By Melanie Lieberman
This article originally appeared on Travel + Leisure.
At sunset on Oct. 8, 1951, a house set sail from Kennebunkport, Maine. The coastal town came alive as the two-story home was towed to the Atlantic and lifted onto four massive pontoons at low tide.
As LIFE reported that same year in the feature, “House at Sea,” lobstermen doubted the dwelling could be successfully floated nine miles up the coast to Goose Rocks Beach.
“There’ll be a lot of timber in the water, before morning,” they told LIFE.
But J.N. Jutras was able to successfully complete the move at a cost of $4,000.
High tide came and carried the house out to sea, where the waves (and a tug) led the abode north to Goose Rocks. The president of the Goose Rocks Beach Association, Dorothy Mignault, spent the evening in the home while it completed its voyage to demonstrate her faith in the house’s seaworthiness.
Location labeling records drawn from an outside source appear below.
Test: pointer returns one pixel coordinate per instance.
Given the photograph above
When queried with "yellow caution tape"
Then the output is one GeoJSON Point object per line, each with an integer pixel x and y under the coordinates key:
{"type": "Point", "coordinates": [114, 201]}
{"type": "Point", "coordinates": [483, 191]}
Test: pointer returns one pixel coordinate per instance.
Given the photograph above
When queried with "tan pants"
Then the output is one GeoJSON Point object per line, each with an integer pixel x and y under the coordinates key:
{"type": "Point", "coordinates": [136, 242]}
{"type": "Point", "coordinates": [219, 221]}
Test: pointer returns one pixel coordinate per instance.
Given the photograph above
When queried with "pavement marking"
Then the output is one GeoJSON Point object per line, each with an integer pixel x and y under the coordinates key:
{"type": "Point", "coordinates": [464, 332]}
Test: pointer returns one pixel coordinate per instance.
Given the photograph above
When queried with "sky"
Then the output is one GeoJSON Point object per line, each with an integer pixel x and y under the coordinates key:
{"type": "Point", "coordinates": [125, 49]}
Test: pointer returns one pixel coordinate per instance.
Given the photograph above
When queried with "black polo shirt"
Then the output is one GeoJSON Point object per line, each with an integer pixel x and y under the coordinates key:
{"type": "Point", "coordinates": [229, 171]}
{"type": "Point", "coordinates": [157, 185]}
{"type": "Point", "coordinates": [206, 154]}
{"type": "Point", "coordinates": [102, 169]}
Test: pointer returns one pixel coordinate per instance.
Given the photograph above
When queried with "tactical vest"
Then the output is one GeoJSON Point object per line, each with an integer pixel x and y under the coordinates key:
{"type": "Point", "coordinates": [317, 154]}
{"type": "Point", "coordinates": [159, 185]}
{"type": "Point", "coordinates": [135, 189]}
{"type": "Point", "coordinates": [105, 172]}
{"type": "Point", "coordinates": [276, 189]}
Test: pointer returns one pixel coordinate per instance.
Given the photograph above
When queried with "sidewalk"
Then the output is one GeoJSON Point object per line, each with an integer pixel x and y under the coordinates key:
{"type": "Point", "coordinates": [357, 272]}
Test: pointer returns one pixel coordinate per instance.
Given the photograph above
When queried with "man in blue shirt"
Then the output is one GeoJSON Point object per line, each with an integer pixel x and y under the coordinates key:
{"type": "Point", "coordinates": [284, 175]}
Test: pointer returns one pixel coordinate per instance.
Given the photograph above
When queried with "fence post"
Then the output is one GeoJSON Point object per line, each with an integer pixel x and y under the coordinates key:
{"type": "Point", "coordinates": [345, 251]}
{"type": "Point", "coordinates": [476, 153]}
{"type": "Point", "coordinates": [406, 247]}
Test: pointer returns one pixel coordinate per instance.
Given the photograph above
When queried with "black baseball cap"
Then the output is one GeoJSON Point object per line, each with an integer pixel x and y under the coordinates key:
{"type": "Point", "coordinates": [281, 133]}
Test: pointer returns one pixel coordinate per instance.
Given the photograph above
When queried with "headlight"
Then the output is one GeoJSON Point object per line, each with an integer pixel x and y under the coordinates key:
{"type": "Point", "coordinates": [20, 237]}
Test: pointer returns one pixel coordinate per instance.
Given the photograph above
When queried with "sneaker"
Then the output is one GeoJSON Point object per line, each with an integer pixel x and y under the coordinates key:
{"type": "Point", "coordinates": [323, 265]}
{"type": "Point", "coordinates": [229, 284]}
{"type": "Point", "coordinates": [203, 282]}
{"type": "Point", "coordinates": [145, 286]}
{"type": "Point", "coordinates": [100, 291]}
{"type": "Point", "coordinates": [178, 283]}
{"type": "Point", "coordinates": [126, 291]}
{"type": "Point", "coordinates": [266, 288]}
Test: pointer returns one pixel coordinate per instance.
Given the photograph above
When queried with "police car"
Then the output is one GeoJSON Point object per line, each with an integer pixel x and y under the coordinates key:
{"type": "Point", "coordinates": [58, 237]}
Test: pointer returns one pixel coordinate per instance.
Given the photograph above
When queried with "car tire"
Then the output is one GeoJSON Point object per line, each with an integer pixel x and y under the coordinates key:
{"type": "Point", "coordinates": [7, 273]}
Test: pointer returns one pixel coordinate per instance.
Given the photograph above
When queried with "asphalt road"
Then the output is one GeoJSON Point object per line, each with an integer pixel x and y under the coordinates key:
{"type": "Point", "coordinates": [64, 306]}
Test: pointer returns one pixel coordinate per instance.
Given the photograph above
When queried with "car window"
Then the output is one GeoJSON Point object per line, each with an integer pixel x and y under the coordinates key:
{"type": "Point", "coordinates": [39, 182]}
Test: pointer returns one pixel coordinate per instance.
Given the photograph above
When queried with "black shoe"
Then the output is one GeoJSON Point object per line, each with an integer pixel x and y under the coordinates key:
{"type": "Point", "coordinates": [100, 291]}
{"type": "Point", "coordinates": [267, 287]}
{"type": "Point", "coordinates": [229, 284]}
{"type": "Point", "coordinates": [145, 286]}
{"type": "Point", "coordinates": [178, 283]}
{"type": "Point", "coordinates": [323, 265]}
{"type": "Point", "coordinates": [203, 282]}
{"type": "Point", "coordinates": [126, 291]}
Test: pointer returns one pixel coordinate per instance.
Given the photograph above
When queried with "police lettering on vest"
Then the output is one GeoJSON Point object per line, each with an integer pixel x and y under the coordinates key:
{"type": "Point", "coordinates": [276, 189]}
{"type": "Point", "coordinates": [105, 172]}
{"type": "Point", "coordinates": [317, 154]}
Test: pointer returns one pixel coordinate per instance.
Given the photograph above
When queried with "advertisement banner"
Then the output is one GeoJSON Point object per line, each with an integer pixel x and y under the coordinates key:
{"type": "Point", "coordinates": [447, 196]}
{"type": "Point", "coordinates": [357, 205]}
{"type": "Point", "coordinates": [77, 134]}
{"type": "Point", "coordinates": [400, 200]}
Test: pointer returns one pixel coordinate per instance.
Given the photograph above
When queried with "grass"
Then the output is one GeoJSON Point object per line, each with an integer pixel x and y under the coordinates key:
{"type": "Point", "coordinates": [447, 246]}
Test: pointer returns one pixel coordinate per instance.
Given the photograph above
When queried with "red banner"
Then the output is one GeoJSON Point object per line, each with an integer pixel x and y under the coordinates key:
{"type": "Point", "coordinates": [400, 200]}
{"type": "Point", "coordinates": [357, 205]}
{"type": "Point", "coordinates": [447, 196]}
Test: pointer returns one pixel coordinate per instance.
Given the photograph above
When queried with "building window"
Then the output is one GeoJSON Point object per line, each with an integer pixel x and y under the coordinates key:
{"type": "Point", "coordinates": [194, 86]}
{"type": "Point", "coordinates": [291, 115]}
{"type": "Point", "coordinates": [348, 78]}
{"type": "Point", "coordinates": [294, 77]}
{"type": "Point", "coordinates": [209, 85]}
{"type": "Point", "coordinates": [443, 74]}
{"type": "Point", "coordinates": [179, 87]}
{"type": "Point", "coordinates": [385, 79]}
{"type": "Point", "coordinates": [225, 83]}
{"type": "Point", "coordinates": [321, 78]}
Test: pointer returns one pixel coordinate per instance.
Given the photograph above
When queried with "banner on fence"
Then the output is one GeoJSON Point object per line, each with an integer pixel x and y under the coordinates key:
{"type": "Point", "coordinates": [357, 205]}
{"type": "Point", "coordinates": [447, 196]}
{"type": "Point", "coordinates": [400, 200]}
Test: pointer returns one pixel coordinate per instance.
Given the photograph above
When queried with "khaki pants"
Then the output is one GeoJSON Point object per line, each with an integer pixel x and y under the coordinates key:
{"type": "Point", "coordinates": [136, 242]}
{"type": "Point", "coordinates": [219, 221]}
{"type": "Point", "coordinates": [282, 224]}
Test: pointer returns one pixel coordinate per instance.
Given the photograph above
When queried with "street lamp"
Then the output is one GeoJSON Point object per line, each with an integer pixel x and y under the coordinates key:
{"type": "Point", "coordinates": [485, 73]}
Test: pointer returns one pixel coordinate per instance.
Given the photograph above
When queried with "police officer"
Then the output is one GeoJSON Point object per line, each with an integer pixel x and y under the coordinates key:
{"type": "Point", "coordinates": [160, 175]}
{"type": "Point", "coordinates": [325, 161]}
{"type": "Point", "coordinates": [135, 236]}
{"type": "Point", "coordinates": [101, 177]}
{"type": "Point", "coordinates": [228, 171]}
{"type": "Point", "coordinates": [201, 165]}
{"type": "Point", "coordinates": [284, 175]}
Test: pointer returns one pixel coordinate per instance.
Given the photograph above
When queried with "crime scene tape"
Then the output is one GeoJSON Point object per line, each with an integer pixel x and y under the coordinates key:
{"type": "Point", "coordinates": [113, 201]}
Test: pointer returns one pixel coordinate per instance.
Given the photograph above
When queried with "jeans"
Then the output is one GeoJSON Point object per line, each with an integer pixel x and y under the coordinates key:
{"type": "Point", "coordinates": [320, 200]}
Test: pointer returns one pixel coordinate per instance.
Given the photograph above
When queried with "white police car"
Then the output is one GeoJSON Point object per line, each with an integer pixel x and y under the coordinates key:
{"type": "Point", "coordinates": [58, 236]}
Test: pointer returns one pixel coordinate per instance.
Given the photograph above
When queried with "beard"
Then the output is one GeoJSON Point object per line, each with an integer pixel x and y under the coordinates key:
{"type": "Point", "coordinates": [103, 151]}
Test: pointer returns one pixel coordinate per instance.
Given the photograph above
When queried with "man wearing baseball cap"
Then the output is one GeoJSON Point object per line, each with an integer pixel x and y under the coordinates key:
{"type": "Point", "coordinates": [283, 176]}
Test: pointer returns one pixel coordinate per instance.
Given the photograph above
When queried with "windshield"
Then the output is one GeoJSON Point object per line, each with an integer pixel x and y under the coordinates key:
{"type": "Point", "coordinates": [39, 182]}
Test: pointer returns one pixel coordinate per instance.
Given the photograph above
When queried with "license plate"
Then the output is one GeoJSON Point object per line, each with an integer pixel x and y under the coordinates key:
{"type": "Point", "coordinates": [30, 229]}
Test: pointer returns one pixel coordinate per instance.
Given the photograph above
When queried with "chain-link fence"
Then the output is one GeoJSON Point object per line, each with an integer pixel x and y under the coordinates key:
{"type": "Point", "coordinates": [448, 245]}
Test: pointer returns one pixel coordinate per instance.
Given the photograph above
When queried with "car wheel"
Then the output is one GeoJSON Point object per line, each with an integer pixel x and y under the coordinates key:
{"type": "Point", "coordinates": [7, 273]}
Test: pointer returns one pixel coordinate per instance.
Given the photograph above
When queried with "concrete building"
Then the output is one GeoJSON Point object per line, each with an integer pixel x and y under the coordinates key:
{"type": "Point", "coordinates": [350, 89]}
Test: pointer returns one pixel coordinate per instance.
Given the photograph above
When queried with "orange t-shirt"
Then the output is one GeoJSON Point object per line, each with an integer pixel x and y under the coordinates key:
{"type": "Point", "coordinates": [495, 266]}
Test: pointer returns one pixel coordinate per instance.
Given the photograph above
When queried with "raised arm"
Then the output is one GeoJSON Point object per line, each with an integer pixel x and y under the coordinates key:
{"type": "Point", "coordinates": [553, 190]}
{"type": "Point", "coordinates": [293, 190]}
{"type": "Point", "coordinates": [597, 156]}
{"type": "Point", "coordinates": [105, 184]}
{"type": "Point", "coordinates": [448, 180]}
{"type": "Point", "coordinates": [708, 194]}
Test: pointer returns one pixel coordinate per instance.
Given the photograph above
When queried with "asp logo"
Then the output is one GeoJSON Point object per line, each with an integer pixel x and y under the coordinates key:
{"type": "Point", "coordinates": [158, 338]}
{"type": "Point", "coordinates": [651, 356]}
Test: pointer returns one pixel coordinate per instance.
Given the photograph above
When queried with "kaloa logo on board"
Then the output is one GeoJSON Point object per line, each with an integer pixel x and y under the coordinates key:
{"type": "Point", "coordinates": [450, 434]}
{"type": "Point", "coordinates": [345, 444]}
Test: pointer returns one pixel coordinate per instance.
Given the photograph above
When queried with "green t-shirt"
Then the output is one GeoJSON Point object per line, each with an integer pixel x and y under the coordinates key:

Jutras was waiting for Mingault and the building — a former dance hall — at Goose Rocks, where it would begin its new life as the beach association’s community home. Rising surf brought the house onto the shore, with assistance from most of the town’s winter population — about 40 people.
As the ocean retreated with low tide, a trestle was built and the house was moved to its final address.
If you’re eating your way through the state’s seaside clam shacks and farm stands, stop by Goose Rocks to see the shingled recreation hall, which sits on a pristine, three-mile stretch of oceanfront that remains as quiet and unpeopled as it was in 1951.